Do not use functions and operations on columns

Do not use functions on columns as this will cause index invalidation and a full table scan.

For example, the following SQL statement:

select * from artile where YEAR(create_time) <= ‘2018’; Copy the code

Even if an index is created on date, a full table scan is performed, which allows computing to be placed in the business layer. This not only saves database CPU, but also optimizes query caching.

Negative conditional queries cannot use indexes

The negative conditions are:! =, <>, not in, not exists, not like, etc.

select * from artile where status ! = 1 and status ! = 2; Copy the code

This can be optimized using in:

Select * from artile where status in (0,3

Using overwrite indexes

A covered index is a column that is being queried. Data can be retrieved from the index instead of the row locator and retrieved from the table, which can greatly improve performance.

You can define an additional column that the index contains, even if the column is useless to the index.

Avoid casts

If the types on the left and right sides of the query condition do not match, the cast may cause index failure and full table scan.

If the phone field is of type VARCHAR, the following SQL cannot match the index:

select * from user where phone=12345678901; Copy the code

Can be optimized as:

select * from user where phone=’12345678901′; Copy the code

Range columns can use indexes

Range conditions include <, <=, >, >=, and between.

A range column can use the index, but the column following the range column cannot use the index. An index can be used for a maximum of one range column. If there are two range columns in a query condition, the index cannot be used for all of them.

Indexes should not be created on fields with frequent updates and low data differentiation

Updates change the B+ tree, and indexing frequently updated fields can significantly degrade database performance.

“Gender” is an attribute with little distinction. It is meaningless to build an index and cannot effectively filter data. The performance is similar to that of full table scan.

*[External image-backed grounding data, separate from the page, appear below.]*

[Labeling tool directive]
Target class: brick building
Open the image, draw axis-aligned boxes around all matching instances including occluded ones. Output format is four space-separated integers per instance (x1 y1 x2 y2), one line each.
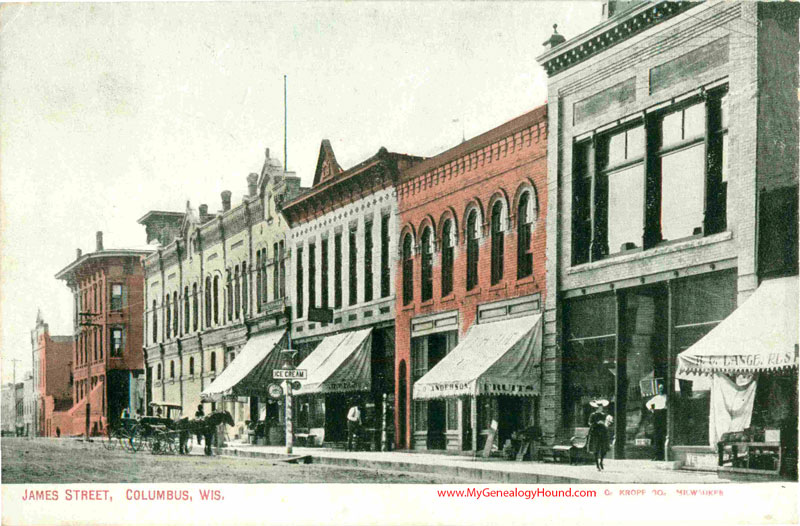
30 312 73 437
395 107 548 451
537 0 798 467
55 233 152 435
281 142 423 446
139 148 302 438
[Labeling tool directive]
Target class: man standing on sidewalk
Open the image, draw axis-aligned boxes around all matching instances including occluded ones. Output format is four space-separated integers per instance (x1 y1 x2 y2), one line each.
346 402 362 451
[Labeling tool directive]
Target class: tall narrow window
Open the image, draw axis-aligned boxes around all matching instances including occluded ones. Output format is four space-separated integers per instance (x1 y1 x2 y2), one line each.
517 193 534 279
226 271 233 322
192 283 198 331
210 351 217 372
273 243 279 301
205 277 212 328
571 142 592 265
402 233 414 306
152 300 158 343
490 201 504 285
380 214 390 298
349 226 358 306
601 124 645 255
261 248 268 305
184 286 190 334
705 93 728 234
466 211 479 291
110 328 123 357
166 296 171 339
234 266 241 319
157 364 162 381
170 360 175 379
441 220 454 297
279 241 286 299
256 250 263 311
242 261 248 316
189 357 195 376
308 243 316 309
321 238 329 309
364 221 373 303
98 327 103 359
296 246 304 319
213 276 220 325
110 284 123 311
334 233 343 309
421 227 433 301
172 291 178 336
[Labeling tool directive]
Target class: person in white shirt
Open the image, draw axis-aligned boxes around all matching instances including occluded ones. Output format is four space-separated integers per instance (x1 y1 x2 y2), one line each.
346 403 362 451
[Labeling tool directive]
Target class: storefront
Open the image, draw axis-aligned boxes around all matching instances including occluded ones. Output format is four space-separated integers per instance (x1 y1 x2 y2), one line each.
413 313 542 453
675 276 798 477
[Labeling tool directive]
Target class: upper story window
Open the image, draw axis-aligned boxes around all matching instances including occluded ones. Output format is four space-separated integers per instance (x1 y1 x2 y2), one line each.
308 243 317 309
572 87 728 265
110 284 123 311
169 360 175 379
517 192 534 279
172 291 178 335
226 270 233 322
380 215 391 298
420 227 433 302
110 327 123 357
364 221 373 303
321 238 329 309
157 363 162 380
242 262 248 316
490 201 505 285
441 220 454 297
402 233 414 306
184 286 190 334
165 297 172 339
348 226 358 306
334 234 343 309
205 277 213 328
192 283 198 332
296 246 304 319
213 276 220 325
234 266 241 319
189 356 195 376
210 351 217 372
466 210 480 291
152 300 158 344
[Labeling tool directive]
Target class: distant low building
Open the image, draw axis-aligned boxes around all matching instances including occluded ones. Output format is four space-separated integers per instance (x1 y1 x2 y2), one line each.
30 311 73 437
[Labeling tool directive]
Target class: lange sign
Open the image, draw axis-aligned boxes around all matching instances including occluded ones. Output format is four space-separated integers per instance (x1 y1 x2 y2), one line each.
273 369 307 380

The distinction can be calculated using count(distinct(column name))/count(*), and indexes can be created at least 80% of the time.

Index columns cannot be null

Single-column indexes do not store null values, and compound indexes do not store all null values. If columns are allowed to be NULL, you may get an unexpected result set.

Avoid using OR to join conditions

You should avoid using OR to join conditions in the WHERE clause, because this can lead to index invalidation and full table scans. Although newer versions of MySQL can hit indexes, query optimization costs more CPU than in.

Fuzzy query

Leading fuzzy queries cannot use indexes, non-leading queries can.